New Student Scholarship on Treaty Rights as Intangible Cultural Property

The Oregon Law Review has published New Ways to Fulfill Old Promises: Native American Hunting and Fishing Rights as Intangible Cultural Property.

Here is an excerpt:

Current law and policy in the United States has failed to develop a framework that accounts for the unique nature of intangible cultural heritage. Therefore, intangible cultural heritage, such as Native American hunting and fishing rights, lacks adequate protection. However, international laws—such as the United Nations Declaration on the Rights of Indigenous Peoples, and the United Nations Educational, Scientific, and Cultural Organization (UNESCO) Convention for the Safeguarding of Intangible Cultural Heritage—can help United States lawmakers develop a framework that recognizes Native American hunting and fishing rights as intangible cultural heritage, and adequately protects them as such.

New Oregon Law Review Article on (Tribal) Criminal Jurisdiction and the Nation-State

David Wolitz has published “Criminal Jurisdiction and the Nation-State: Toward Bounded Pluralism” in the Oregon Law Review.

An excerpt:

In this Part, I argue that criminal jurisdiction on tribal lands already reflects major elements of the Bounded Pluralism approach I support, but that criminal justice in Indian Country could be improved if tribes had greater functional jurisdiction and if the federal government had greater supervisory authority to set fundamental-rights constraints on that jurisdiction.

New Oregon Law Review Article on the Application of the Reverse-Erie Doctrine and Indian Law

Here.

An excerpt:

After proposing a new framework for choosing the applicable body of law, one that more closely resembles a mirror image of the Erie framework, this Comment looks to decisions in Indian law to illustrate the problems produced by the current reverse-Erie paradigm and how they might be cured under the proposed framework. The tension between state and federal law is made all the more obvious when a third sovereign, a tribal nation, is thrown into the mix. While a choice-of-law methodology that produces predictable results better serves all litigants, its benefits become particularly clear when it affects a group that been historically disadvantaged in accessing the American justice system.

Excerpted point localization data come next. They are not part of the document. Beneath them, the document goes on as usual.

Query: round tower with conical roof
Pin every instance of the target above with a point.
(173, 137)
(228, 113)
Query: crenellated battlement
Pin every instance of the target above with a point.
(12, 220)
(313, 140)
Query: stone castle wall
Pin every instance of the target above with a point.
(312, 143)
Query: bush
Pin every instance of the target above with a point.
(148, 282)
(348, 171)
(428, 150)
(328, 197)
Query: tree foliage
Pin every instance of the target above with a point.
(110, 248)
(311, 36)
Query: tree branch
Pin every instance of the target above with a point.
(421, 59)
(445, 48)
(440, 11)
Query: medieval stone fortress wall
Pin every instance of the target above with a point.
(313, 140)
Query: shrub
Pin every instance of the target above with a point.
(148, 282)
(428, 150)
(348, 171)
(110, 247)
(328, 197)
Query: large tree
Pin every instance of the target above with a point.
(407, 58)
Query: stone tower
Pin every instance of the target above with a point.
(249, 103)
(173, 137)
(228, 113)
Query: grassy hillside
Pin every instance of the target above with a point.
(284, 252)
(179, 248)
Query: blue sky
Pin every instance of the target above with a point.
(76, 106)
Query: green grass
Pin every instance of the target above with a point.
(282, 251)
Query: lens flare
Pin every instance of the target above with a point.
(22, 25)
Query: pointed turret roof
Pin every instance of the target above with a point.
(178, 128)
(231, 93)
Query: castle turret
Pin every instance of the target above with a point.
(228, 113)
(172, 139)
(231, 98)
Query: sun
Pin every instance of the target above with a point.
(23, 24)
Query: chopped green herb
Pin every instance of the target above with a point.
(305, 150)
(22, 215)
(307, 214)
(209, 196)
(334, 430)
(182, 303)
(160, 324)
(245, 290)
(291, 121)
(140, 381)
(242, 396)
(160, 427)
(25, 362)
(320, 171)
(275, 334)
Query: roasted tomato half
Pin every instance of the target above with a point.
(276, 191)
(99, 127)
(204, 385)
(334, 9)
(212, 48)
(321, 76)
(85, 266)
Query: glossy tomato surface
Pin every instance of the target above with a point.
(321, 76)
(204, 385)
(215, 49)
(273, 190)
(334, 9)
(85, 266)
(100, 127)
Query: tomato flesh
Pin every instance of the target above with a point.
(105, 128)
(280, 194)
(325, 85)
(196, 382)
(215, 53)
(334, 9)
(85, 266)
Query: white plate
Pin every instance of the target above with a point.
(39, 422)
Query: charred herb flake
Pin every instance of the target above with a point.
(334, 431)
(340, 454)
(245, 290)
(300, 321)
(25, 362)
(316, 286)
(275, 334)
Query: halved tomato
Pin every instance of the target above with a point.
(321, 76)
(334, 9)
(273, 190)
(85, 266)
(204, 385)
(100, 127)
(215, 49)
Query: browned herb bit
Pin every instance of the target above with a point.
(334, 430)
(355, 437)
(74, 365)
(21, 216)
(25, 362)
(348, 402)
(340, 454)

New Scholarship on “Whiteness” in the Pacific Northwest

John Shuford has posted “‘The Tale of the Tribe and the Company Town’: What We Can Learn About the Workings of Whiteness in the Pacific Northwest” on SSRN. It is forthcoming in the Oregon Law Review. What town is it?

Here is the abstract:

This Article relates ‘the Tale of the Tribe and the Company Town,’ which is unfolding somewhere in the Inland Northwest within the American Pacific Northwest. Insofar as the tale involves a federally recognized tribe, it is a tale that one might tell with attention to Indian law and policy, tribal sovereignty, and tribal interests and histories. However, this tale also implicates a nexus of historical influences and contemporary phenomena, and this Article presents the tale as an heuristic tool for surfacing and exploring some of these influences and phenomena, including white ‘amenity’ in-migration, ‘whitopia’ communities, company towns, secessionism, xenophobia and hate, racial exclusion and discrimination, domestic terrorism, and contested regionalisms. Some of these influences and phenomena have deep roots; others have unsettling current manifestations in the Inland Northwest region and throughout the Pacific Northwest (or Cascadia, as it is now sometimes called). Having presented the tale, and having worked to surface and explore facets of past factors, present conditions, and future possibilities that it implicates, the Article concludes with five insights and a few hopes.

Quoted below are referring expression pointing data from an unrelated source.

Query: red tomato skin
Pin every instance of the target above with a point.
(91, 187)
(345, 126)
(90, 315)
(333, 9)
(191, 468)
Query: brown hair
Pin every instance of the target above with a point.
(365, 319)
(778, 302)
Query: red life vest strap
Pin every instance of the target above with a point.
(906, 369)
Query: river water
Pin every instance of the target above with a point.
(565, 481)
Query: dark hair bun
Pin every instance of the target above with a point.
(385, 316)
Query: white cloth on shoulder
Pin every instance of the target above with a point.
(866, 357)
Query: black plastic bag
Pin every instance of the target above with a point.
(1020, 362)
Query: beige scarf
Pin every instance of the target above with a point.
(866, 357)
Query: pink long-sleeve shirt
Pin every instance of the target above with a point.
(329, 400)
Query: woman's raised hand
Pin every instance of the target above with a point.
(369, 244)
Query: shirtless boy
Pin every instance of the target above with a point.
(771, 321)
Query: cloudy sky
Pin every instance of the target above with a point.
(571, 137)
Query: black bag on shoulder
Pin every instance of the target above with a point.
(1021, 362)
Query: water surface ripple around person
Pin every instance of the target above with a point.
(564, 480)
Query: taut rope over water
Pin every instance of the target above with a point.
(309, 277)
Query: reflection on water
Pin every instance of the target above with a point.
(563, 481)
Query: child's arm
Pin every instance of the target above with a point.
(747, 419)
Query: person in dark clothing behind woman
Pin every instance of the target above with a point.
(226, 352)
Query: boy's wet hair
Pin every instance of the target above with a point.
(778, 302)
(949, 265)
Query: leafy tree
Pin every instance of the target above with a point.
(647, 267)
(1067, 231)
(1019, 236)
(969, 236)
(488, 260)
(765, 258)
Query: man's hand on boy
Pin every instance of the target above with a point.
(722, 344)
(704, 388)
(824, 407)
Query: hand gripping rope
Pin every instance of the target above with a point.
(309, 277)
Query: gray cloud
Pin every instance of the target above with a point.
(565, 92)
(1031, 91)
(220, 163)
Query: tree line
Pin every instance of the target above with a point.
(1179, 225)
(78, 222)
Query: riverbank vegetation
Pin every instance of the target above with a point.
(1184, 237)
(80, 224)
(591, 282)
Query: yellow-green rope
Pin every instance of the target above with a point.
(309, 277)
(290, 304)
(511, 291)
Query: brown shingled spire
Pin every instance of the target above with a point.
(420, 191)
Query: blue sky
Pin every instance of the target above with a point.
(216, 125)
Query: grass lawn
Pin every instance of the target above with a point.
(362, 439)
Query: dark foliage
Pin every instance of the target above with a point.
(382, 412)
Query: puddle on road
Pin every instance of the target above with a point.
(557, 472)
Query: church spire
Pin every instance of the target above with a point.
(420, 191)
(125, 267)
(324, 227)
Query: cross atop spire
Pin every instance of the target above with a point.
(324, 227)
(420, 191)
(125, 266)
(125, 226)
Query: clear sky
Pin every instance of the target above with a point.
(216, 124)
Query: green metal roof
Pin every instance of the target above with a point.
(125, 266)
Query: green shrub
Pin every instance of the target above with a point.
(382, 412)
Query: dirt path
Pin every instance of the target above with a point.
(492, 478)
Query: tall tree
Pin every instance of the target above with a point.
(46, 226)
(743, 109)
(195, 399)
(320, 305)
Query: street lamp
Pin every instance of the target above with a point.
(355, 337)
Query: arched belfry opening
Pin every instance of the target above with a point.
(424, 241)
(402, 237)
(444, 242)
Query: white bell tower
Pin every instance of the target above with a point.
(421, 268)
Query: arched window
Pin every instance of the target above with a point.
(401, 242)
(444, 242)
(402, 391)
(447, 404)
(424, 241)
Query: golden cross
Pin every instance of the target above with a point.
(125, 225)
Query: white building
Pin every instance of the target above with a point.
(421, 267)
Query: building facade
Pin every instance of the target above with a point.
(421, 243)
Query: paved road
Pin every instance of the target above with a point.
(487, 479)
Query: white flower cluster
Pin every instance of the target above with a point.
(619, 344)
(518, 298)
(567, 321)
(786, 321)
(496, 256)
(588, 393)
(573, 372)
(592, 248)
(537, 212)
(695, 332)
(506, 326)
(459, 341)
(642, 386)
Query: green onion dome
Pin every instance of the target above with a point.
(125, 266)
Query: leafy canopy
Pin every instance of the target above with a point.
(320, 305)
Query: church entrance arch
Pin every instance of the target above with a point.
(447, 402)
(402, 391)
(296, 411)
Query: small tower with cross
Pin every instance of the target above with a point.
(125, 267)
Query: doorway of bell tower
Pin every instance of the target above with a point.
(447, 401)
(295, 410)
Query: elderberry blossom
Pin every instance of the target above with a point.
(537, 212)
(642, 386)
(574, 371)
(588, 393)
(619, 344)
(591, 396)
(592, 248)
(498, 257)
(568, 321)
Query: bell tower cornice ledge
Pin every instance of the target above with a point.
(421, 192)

Ezra Rosser on the Property Consequences of Indians

Ezra Rosser (American U.) has posted “Protecting Non-Indians from Harm: The Property Consequences of Indians“, forthcoming from the Oregon Law Review, on SSRN. Here is the abstract:

This article is an exploration of the assumption, last made by the U.S. Supreme Court in City of Sherrill v. Oneida Indian Nation of New York, that non-Indian property owners are harmed by Indian acquisition and control of land. Accepting for the moment the Court’s prioritization of a non-Indian perspective, the article explores (a) what lies behind non-Indian resistance to Indian land ownership, and (b) whether in fact non-Indians are harmed by proximity to Indian land. The article combines in its analysis core property law concepts with an empirical examination of the changes over time in assessed land value of properties located near Indian land.